Founded in 1934 and based in Buffalo, New York, Osmose operates in three business segments:
Wood Preservation — Manufacturer and marketer of wood preservation and treatment technology
Utilities Services — Provider of pole maintenance, pole restoration, field survey services, engineering services and storm response
Railroad Services — Provider of bridge services including construction, engineering, inspection, maintenance and repair
Oaktree, headquartered in Los Angeles, California, is a leading global investment management firm focused on alternative markets, with $77.9 billion in assets under management as of March 31, 2012.
James Spengler, President and Chief Executive Officer of Osmose, will continue to serve in the same capacity along with Osmose’s existing management team. “Osmose has built very strong brand recognition and a solid reputation for innovative products and services, excellent customer service, best in class safety performance and good growth prospects across all its business segments which attracted Oaktree to seek a partnership with management to pursue strategic growth plans.
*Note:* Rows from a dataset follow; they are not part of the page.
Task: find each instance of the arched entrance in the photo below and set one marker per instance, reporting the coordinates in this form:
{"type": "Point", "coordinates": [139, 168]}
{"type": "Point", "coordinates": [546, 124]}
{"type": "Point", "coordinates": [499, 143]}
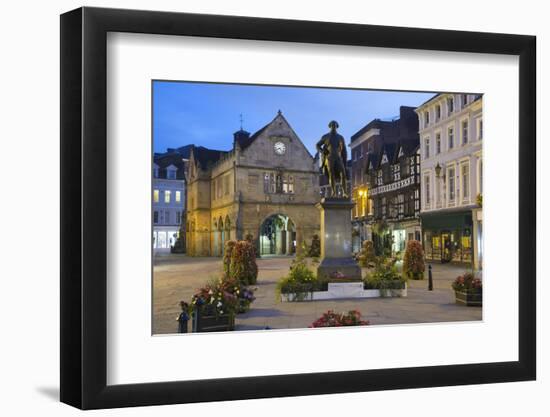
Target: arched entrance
{"type": "Point", "coordinates": [277, 236]}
Oaktree can provide substantial additional resources and is committed to investing in Osmose to help us expand our product and service offerings and to better meet and exceed our customers’ expectations,” said Mr. Spengler.
Ian Schapiro, Oaktree Managing Director, said, “We are delighted to have the opportunity to invest in Osmose and to provide the Company with additional resources and capabilities to expand its product and service offerings, invest in additional research and development, and deliver superior customer service. We look forward to working with Osmose’s world-class management team to continue to build on the Company’s success.”
Leading the transaction for Western Reserve were Managing Directors Ralph Della Ratta and Joseph Carson, supported by Vice President Rebecca White, Associate David Helsel and Analysts Courtney Downs and Matthew Francati.
“Osmose and Oaktree are leaders in their respective fields, and we are honored to have worked with such fine organizations,” said Mr. Della Ratta. “We look forward to watching Osmose take its success to the next level with the help of a financial partner.”
Of working with Western Reserve, Mr. Spengler said, “Western Reserve provided tremendous support and guidance throughout the transaction. They had a nuanced understanding of the deal’s complexities and impartially advised Osmose’s Board each step of the way. Our shareholders recognize the value that Western Reserve added and thank them for their unwavering dedication.”